Kd.6.28.12 Then Sunidha and Vassakāra, chief ministers in Magadha, BD.4.314 following close behind the Lord, thought: “By whichever gate the recluse Gotama goes out today, that shall be called Gotama’s Gate; by whichever ford he crosses the river Ganges, that shall be called Gotama’s Ford.” Accordingly the gate by which the Lord departed came to be called Gotama’s Gate.

Then the Lord approached the river Ganges. Now at that time the river Ganges was full, level with the banks, so that a crow could drink[12] (from it). Since they were desirous of going from the hither to the further (bank),[13] some people looked about for a boat, some looked about for a float,[14] others put together a raft.[15]

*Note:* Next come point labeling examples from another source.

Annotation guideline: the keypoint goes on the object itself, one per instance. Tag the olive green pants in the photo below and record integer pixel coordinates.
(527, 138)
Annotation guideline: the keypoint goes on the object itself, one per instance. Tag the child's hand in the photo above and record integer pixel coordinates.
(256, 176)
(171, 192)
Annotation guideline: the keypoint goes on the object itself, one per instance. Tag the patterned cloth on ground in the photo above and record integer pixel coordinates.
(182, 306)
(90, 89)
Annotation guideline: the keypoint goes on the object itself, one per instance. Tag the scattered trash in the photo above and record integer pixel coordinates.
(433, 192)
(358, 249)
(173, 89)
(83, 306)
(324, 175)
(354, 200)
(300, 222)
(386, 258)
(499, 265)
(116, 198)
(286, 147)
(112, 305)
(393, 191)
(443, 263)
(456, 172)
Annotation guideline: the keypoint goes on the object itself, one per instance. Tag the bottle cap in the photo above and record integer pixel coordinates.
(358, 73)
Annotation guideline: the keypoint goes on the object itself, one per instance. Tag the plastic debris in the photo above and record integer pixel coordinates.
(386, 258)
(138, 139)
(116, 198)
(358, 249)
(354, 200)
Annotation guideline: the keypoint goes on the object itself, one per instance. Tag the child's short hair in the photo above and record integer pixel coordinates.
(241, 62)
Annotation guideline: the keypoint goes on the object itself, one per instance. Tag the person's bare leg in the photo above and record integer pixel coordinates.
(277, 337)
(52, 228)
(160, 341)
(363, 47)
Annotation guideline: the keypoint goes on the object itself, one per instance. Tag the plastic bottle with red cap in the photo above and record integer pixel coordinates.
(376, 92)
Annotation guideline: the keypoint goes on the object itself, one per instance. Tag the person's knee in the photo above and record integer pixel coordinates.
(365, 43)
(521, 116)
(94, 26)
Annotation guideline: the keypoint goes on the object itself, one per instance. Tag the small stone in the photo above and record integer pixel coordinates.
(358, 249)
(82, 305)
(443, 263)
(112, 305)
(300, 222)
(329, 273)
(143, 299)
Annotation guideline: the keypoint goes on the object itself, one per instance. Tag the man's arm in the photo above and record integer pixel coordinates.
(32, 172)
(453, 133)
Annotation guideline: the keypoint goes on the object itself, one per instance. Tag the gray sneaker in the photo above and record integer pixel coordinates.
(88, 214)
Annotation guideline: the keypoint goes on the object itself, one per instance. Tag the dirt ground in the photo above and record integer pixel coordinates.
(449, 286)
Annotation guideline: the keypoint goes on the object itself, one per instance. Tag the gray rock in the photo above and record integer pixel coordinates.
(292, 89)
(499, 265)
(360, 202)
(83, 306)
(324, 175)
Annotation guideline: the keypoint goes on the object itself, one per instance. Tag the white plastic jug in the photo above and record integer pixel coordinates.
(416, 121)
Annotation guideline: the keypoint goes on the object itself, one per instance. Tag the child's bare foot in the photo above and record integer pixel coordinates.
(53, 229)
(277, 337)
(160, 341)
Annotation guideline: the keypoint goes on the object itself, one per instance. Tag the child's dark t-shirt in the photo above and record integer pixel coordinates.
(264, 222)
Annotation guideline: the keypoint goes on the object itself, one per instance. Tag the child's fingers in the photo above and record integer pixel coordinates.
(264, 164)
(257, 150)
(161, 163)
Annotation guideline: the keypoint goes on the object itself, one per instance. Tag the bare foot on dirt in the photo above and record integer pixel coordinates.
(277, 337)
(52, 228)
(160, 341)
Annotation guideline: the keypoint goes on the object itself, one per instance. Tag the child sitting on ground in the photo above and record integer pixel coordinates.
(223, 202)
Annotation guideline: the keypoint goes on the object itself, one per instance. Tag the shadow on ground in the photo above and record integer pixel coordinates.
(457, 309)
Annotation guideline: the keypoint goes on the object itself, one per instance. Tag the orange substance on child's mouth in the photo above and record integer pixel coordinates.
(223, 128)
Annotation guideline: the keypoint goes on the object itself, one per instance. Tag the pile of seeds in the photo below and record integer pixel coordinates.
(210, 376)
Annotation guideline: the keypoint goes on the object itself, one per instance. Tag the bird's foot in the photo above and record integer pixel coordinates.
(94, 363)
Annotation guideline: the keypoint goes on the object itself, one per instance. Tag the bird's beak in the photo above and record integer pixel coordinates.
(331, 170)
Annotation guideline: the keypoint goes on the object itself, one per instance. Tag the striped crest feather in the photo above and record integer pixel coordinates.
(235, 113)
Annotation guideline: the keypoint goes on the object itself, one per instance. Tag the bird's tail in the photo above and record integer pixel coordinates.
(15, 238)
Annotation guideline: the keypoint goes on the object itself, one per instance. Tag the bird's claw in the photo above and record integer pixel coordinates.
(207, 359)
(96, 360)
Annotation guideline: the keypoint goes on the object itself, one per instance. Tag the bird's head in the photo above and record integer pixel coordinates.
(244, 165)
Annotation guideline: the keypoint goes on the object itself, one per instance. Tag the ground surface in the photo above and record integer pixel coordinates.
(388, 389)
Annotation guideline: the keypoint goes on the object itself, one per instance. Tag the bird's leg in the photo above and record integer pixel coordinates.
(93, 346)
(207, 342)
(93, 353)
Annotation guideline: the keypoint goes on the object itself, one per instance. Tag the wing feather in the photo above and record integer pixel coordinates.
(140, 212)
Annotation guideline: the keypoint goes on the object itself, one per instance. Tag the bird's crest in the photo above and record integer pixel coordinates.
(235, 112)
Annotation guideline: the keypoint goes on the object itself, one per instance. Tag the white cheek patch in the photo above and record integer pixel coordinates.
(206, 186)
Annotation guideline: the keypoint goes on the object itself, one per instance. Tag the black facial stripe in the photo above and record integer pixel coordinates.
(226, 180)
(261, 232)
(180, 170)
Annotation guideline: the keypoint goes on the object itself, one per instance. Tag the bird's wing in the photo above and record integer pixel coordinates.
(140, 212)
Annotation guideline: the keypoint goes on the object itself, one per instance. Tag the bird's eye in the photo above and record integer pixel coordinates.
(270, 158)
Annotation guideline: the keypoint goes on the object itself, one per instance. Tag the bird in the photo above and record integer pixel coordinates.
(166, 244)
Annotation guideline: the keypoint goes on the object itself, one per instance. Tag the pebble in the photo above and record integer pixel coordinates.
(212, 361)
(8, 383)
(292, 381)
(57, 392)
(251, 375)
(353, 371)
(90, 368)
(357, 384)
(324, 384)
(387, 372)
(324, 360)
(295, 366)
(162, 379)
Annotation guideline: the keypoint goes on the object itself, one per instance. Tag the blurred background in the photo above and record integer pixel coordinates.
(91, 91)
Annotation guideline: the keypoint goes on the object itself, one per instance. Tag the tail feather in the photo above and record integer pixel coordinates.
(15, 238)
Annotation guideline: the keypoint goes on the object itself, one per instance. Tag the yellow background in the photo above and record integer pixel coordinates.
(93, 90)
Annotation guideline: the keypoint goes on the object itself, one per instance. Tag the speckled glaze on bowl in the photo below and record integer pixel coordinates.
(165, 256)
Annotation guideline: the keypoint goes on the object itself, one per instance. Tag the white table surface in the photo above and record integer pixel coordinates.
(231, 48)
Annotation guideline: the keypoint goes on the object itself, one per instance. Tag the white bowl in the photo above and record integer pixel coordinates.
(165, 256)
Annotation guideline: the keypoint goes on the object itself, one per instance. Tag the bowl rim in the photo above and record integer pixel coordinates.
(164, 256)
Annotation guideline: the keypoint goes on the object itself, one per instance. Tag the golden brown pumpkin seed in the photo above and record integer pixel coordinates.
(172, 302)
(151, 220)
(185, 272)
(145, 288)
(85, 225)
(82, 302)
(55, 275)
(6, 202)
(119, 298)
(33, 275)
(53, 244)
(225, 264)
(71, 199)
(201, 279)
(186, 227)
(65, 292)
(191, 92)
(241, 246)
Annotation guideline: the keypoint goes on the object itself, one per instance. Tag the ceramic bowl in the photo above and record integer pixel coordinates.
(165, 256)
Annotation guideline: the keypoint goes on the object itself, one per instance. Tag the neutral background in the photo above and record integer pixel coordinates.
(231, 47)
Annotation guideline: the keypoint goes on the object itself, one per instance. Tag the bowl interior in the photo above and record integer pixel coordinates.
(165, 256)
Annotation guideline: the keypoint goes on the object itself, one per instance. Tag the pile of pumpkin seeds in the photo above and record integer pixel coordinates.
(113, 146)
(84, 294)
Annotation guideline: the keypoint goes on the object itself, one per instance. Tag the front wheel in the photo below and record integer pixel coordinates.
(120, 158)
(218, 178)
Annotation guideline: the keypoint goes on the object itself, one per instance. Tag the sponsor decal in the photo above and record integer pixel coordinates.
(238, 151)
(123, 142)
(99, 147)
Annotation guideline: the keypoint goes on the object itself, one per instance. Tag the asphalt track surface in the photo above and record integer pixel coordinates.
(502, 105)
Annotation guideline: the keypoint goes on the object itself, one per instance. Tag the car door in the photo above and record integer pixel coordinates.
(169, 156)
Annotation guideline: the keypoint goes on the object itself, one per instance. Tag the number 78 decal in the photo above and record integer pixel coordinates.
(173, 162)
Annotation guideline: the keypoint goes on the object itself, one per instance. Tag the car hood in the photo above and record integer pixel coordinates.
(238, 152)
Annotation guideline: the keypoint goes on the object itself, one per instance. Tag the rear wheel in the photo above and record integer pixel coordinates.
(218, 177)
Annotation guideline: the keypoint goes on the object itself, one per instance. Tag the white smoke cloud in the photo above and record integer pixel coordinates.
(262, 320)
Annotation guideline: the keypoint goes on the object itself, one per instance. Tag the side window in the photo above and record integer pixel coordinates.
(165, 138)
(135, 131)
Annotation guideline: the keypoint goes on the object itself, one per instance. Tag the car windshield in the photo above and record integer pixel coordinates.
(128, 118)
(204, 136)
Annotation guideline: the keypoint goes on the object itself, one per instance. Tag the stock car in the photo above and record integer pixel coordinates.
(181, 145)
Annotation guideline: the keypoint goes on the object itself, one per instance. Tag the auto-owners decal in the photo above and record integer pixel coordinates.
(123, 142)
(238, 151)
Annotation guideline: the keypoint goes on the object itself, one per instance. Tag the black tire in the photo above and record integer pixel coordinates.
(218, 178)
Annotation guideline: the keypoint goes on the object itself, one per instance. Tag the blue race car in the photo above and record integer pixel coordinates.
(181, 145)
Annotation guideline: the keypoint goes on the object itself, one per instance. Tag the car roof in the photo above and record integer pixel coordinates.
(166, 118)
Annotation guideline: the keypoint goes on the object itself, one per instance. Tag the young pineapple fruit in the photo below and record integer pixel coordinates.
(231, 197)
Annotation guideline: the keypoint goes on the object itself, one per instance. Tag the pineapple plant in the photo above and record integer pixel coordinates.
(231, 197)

Kd.6.28.13 The Lord saw these people, of whom some were looking about for a boat, some were looking about for a float, others were putting together a raft since they were desirous of going from the hither to the further (bank). Seeing them, as a strong man might stretch out his bent arm or might bend back his outstretched arm, even so did he, vanishing from the hither bank[16] of the river Ganges, reappear[17] on the further bank together with the Order of monks. Then the Lord, having understood this matter, at that time uttered this solemn utterance:

“Those cross the deeps, the rivers,[18]
making a bridge, spanning the swamps.

See! people tie their rafts—
but crossed over[19] are the wise.”[20]


Footnotes and references:

1.

Sunīdha at DN.ii.86 and Ud.87.

2.

nagara, see BD.2.63, n.2.

3.

sambahulā, often in Vinaya when used of monks being equivalent to gaṇa, a group of from two to four monks. DN.ii.87, Ud.88 say sambahulā devatāyo sahassassa, many devatās (in companies) of a thousand.

4.

ariya āyatana. Cf. AN.iii.441. Vin-a.1095 says “as far as the place where ariyan people go to”.

5.

vaṇippatha.

6.

The modern Patna. The name is omitted at Ud.88.

7.

I follow Pali-English Dictionary (under puṭa) in thinking that the translation of puṭabhedana at Dialogues of the Buddha, ii.92 is wrong: “centre for interchange of all kinds of wares”, although Pāṭaliputta had a reputation as a trading centre, on which moreover the Commentaries lay stress, Vin-a.1096 reading bhaṇḍapuṭabhedanaṭṭhānaṃ, bhaṇḍagaṇḍikānaṃ mocanaṭṭhānānaṃ, a place for undoing goods and merchandise, a place for opening goods and wares; DN-a.ii.541, Ud-a.422 say much the same and add: “if people do not get goods in all Jambudīpa they will get them here.” But Pāṭaligāma was so called “because on the day of its foundation several patali-shoots sprouted forth from the ground” (Dictionary of Pali Proper Names). According to Waddell (E.R.E., art: Patna) the pāṭali-tree is the trumpet-flower tree (Bignonis suaveolens). Pāṭaliputta is also called “the city of flowers”, Pupphapura (Mahāvaṃsa iv.31, Dīpavaṃsa xi.28), and Kusumapura (Mahābodhivaṃsa p.153). Vinaya Texts ii.102 does not attempt a translation. Minor Anthologies ii.108 has “the place where men shall open up their bales of merchandise.”

8.

On the event prophesied here. Pāṭaliputta’s becoming the capital of the Magadha empire, and the possibility of the notice of the event’s late insertion into the text, see Vinaya Texts ii.102, n and Dialogues of the Buddha ii.92, n.3.

9.

DN.ii.88, Ud.89 say they went to their own residence, āvasatha.

10.

parivesanā;DN.ii.88, Ud.89 read āvasatha. Cf. Snp.p.13, SN.i.172.

11.

Cf. Thig.307, Thig.211; Mil.294.

12.

As at MN.i.435; SN.ii.134; DN.i.244; AN.iii.27.

13.

orā pāraṃ; DN: aparāparaṃ; Ud: apārā paraṃ, which Woodward (Minor Anthologies ii.109, n.4) proposes to correct to DN reading.

14.

uḷumpa. This may be a wooden or a bamboo raft. Vin-a.1096 says that it is made, having knocked in pegs.

15.

kulla. Vin-a.1096 says that it is made, having put together reeds and so on.

16.

orimatīre.

17.

paccuṭṭhāsi, instead of the more usual pāturahosi.

18.

sara, here a river, Vin-a.1096.

19.

tiṇṇa, a technical term frequent in the Suttas, meaning “crossed over” the four-fold flood of sense-pleasures, becoming, false view and ignorance, or over some other undesirable state, and so “crossed over” Māra’s stream, a river of death. See my Man Perfected, Ch. 8.

20.

To here, from beginning of Kd.6.28.1, the same as Ud.85, with a few minor variations.